Monday, December 31, 2012

Grubbus Cooks: Apple Tart

So, by part three of my New Year's Eve posting marathon, you may be wondering - what's up with the year-end spree after just about disappearing this fall? And all this home cooking? Grubbus? Hello?

Grubbus has been a little light lately because, well, I'm writing a book. I'm still getting used to how that sounds. A few months back, I signed a publishing contract with an amazing little publisher out of Charlotte, The History Press, to write a book we're calling Austin Food: The Story of a Local Eating Revolution. Very excited about this. We're chugging along getting that all researched and written, and, as a result, Grubbus hasn't had quite the attention it had before. That's fixing to change in 2013, but for now, that's what's been keeping the posts infrequent.

So infrequent, that, round about this afternoon, I figured out I was a couple of posts short of where Grubbus needed to be, year-end-wise. And so, this. Three of my favorite recipes of 2012. Things that I've made for friends, food that's marked special occasions all year.

This recipe - the last one for tonight - is for a wickedly simple, absolutely beautiful apple tart.


Apple Tart

The Filling:
2 lbs apples (my favorite: half granny smith and half braeburns)
1 tablespoon lemon juice
3 tablespoons butter, melted plus 1 tablespoon butter cut into 1/2 inch chunks
3-4 tablespoons sugar (I like coarse sugar best here)

The Tart Dough
1 cup flour
6 tablespoons unsalted butter, cut into 1/2 inch chunks

1/4 cup cold water


The Dough Part 1:
Work the butter into the flour with a pastry cutter or two knives. It just takes a few minutes - and you don't need to worry about consistency - some decent-sized pieces of butter will still be in place. You can also run this about 5 seconds in a food processor. Pour in the water, just a little at a time, and work the dough until it comes together in a ball. Get it good and stuck together, flatten it a little, wrap it in plastic wrap and let it rest in the refrigerator for at least an hour.

The Filling:
Peel and core the apples, and cut into thin slices - about 1/8 inch. If you happen to have a Mandoline - game on - it's perfect for this. Sprinkle the slices with the lemon juice and set aside while you roll out the dough.

The Dough Part 2:
Preheat the oven to 400.

Unwrap the dough and set out on a floured board. If it's really cold you may need to let it sit a bit. Roll it out from the center to the edges, adding flour as needed to keep it from sticking, until it's about 1/8 inch thick. This is a free form tart, and, just like the empanadas, I like to use a plate as a template to cut it into a circle - in this case I use a 10 1/2 inch dinner plate.

Assembly:
Put the rolled out crust on a parchment-lined baking sheet. Lay the apple slices on the tart dough in concentric overlapping rings, starting about an inch from the outside edge and working your way in. You should be able to fit 2 overlapping layers with a little space left in the middle. Overlapping is the key here: I try to cover about a third of the apple slice next in line for each slice within the ring, and layer the next ring about a third over the last one, with the slices facing the opposite direction. This all sounds harder than it is - just approximate the illustration, and you're golden.
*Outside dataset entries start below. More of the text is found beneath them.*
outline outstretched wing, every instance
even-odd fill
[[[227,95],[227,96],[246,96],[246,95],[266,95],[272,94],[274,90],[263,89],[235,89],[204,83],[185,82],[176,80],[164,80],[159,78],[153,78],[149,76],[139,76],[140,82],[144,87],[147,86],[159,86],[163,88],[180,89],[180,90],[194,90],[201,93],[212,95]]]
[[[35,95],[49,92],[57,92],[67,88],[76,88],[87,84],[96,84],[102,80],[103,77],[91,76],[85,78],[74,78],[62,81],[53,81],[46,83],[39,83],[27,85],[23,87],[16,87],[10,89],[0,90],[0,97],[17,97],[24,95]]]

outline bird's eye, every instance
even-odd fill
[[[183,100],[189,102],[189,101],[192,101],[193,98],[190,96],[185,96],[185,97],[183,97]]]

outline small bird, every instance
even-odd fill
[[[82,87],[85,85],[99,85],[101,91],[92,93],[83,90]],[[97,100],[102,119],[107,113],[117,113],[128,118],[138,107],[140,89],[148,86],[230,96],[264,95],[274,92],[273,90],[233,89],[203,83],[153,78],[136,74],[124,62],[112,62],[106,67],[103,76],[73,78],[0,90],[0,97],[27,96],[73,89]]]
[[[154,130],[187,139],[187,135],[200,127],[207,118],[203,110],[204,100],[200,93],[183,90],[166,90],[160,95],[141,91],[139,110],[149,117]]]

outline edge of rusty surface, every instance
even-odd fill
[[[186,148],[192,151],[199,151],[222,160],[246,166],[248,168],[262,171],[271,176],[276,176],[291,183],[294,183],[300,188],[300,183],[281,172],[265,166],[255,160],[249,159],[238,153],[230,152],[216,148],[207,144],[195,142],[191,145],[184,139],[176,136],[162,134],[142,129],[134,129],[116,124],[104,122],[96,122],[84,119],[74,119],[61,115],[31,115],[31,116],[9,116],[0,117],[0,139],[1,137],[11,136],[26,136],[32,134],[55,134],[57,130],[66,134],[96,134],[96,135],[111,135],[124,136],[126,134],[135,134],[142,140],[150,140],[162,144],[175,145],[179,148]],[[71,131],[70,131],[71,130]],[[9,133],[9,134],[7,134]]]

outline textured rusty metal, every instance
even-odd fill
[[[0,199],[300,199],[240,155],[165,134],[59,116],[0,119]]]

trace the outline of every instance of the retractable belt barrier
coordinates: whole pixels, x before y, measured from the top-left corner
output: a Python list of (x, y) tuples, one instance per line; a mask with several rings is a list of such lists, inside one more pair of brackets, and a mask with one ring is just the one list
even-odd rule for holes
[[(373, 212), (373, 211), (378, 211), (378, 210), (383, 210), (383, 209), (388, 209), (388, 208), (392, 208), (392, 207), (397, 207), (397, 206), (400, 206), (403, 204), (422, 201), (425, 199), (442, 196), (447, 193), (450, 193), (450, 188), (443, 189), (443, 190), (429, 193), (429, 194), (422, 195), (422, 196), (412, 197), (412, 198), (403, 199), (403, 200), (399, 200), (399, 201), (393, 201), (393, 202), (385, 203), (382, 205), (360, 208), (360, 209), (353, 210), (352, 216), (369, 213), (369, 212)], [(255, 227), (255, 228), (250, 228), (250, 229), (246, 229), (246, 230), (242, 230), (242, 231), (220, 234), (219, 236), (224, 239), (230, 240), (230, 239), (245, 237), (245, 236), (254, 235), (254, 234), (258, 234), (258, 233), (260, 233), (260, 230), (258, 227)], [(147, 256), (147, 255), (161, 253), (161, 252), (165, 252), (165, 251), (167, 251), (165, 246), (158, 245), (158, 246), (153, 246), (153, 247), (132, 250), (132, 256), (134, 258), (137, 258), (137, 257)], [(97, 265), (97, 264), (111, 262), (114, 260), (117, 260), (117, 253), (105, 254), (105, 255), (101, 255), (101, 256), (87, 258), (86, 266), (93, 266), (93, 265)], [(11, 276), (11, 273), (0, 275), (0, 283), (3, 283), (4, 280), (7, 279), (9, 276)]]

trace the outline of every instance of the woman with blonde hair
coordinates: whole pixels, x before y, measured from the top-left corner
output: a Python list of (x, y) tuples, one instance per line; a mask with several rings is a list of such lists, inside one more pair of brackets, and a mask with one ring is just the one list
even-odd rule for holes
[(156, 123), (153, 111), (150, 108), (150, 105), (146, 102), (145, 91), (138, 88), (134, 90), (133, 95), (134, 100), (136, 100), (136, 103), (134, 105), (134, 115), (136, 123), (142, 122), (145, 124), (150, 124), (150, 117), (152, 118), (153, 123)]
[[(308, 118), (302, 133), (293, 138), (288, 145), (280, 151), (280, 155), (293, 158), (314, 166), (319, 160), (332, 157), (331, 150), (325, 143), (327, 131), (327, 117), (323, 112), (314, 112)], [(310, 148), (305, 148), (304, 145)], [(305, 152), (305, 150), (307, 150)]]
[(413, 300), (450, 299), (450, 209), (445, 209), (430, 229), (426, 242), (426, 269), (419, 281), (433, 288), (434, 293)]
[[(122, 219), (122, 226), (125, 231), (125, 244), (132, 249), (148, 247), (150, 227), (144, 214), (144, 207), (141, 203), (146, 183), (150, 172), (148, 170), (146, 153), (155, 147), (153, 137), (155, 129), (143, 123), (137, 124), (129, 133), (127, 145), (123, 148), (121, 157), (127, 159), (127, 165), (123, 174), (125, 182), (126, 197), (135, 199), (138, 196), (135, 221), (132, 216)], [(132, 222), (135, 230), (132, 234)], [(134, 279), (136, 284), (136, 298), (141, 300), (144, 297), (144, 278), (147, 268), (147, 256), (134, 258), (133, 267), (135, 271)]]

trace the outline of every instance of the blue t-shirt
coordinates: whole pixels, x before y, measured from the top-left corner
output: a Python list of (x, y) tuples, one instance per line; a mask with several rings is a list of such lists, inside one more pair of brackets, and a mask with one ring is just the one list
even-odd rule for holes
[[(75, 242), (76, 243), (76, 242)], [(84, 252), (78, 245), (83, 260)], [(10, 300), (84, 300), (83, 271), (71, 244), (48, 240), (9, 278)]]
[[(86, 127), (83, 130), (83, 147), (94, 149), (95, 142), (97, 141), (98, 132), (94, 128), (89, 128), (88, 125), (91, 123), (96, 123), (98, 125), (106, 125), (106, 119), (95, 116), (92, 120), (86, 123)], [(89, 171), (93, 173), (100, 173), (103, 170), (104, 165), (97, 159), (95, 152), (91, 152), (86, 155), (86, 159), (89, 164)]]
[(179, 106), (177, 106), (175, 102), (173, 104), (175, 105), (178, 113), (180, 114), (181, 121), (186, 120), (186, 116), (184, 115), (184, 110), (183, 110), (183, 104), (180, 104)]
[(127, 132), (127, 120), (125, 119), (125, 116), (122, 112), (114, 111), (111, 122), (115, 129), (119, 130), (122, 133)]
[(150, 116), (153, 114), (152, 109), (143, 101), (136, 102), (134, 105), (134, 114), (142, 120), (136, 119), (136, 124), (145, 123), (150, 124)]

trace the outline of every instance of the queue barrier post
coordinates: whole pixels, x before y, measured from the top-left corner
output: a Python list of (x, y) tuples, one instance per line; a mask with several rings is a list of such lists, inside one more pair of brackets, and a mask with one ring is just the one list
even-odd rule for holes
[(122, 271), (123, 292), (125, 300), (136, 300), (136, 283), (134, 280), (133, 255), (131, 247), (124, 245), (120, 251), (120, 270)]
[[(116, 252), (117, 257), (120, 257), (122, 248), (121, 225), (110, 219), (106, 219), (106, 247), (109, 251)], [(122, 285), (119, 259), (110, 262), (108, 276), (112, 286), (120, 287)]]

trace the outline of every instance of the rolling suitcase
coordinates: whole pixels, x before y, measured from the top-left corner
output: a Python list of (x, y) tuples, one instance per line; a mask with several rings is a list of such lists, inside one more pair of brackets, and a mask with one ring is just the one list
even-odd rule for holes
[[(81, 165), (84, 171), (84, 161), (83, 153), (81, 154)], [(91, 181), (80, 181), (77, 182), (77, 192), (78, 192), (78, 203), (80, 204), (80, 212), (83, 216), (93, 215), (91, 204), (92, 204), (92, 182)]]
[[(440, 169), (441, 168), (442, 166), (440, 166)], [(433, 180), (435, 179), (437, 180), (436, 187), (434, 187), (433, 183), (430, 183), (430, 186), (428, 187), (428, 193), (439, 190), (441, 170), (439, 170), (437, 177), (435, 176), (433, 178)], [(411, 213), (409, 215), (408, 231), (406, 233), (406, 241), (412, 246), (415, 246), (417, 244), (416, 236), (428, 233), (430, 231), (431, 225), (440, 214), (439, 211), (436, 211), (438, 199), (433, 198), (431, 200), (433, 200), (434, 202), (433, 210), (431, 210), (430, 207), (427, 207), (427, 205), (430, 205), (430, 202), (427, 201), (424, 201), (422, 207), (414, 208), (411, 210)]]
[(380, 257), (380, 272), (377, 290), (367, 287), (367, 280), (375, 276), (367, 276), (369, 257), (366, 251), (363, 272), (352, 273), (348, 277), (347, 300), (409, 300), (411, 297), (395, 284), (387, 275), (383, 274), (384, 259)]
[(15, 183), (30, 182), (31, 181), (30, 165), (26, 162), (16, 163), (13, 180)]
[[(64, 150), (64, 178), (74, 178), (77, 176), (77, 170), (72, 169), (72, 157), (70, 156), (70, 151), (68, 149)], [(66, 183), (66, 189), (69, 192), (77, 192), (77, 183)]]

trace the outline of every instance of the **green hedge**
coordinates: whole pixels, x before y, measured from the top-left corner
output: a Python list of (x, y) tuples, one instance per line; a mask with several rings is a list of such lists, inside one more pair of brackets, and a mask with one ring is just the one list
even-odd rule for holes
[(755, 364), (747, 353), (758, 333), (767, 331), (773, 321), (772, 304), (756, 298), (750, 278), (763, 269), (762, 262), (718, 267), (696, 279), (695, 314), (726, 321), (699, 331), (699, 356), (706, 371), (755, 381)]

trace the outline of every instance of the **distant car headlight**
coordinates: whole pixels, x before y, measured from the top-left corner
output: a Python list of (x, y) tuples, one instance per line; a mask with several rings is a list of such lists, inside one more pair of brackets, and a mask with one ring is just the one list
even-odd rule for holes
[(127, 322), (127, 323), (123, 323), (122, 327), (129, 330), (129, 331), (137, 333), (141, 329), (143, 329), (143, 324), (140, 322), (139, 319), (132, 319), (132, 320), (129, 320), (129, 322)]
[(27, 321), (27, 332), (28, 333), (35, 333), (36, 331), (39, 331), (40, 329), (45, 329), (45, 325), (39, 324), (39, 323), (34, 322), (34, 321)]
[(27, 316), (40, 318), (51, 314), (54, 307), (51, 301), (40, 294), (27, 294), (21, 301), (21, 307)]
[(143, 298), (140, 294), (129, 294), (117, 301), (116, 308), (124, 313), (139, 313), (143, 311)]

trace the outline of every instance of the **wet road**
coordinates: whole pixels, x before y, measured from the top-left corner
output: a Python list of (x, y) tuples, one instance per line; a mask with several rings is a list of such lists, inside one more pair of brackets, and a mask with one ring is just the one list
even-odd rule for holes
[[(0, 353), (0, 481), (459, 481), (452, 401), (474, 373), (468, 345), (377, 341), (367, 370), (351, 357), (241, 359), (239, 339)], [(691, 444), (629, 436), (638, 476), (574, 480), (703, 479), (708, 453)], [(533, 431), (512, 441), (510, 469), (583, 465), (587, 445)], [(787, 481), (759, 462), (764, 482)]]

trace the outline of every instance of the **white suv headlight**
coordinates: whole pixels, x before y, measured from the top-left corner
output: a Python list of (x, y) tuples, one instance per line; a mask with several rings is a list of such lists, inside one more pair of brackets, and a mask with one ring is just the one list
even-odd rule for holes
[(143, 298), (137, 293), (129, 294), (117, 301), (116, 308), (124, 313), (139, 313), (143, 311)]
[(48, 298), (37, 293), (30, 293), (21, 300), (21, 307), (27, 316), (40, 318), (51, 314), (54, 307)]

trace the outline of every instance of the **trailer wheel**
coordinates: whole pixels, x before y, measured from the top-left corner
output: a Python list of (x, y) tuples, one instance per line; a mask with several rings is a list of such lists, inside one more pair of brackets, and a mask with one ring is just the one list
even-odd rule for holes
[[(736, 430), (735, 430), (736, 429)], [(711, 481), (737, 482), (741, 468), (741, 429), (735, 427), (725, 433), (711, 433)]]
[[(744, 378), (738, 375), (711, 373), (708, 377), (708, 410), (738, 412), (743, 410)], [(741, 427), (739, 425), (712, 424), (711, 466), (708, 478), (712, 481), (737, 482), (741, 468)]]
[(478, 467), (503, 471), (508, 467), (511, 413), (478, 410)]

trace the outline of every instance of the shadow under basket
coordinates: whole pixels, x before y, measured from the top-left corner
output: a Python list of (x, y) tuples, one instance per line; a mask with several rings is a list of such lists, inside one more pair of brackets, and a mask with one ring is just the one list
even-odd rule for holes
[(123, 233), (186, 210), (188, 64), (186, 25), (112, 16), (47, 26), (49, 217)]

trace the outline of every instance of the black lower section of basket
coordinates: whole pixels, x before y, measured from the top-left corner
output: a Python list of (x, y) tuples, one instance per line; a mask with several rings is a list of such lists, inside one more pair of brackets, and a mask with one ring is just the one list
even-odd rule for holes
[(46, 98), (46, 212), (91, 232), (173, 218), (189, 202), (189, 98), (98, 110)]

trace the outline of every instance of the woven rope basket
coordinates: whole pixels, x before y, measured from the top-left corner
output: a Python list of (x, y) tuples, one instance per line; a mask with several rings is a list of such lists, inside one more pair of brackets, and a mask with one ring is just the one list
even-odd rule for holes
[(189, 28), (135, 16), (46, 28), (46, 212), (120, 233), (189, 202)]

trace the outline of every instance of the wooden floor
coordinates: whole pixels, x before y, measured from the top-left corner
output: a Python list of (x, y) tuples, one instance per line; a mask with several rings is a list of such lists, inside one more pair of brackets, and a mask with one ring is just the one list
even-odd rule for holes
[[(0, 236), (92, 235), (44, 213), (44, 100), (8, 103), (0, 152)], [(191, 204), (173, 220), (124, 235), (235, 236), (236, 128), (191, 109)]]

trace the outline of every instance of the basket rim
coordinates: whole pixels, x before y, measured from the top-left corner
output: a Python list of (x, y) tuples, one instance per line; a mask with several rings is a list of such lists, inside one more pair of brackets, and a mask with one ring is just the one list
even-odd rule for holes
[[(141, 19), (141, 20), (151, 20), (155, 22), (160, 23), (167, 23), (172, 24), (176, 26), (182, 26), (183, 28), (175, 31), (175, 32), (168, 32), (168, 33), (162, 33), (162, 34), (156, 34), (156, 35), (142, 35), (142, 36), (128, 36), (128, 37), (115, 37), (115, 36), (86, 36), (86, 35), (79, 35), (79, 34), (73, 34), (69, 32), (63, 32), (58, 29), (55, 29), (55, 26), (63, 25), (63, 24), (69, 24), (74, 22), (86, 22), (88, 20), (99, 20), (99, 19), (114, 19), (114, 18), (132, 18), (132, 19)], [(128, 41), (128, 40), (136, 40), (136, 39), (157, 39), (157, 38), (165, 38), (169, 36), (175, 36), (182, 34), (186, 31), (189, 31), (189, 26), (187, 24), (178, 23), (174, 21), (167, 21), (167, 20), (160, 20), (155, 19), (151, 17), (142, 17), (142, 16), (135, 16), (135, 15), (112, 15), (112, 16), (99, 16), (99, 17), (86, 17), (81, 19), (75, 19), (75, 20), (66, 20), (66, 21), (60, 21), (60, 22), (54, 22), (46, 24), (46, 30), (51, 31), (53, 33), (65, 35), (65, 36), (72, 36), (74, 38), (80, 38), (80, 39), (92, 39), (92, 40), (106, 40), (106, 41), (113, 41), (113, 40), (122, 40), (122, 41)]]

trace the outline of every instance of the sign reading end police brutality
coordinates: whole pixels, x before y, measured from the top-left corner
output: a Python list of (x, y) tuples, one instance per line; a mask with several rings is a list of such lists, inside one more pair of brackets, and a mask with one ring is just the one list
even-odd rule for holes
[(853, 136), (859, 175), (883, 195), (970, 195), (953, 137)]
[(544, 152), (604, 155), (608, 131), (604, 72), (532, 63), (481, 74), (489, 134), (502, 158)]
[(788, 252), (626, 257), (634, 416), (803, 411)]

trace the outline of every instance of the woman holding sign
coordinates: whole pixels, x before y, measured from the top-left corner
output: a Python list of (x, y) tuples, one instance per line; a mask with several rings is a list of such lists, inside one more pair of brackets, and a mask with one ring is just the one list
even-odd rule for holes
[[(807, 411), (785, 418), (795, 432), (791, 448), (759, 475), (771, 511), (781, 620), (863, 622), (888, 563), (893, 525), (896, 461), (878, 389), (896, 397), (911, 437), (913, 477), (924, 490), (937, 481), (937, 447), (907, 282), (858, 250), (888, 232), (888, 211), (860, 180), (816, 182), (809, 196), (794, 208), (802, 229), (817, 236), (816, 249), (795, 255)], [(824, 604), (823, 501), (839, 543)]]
To close up the crust, just pinch a little of the dough together every inch or so along the perimeter. This will lift up the dough to make a short wall around the apples. Brush the pinched-together outer edge with the butter. It's a lot of butter. Keep brushing. Drop the extra butter chunks over the apples, and start sprinkling sugar, with extra attention to heavy sprinkling on the crust.

Bake for about 40 minutes - you're looking for golden brown on the crust.

That's it. Wickedly simple. Absolutely beautiful.

Adapted from Alice Waters, The Art of Simple Food.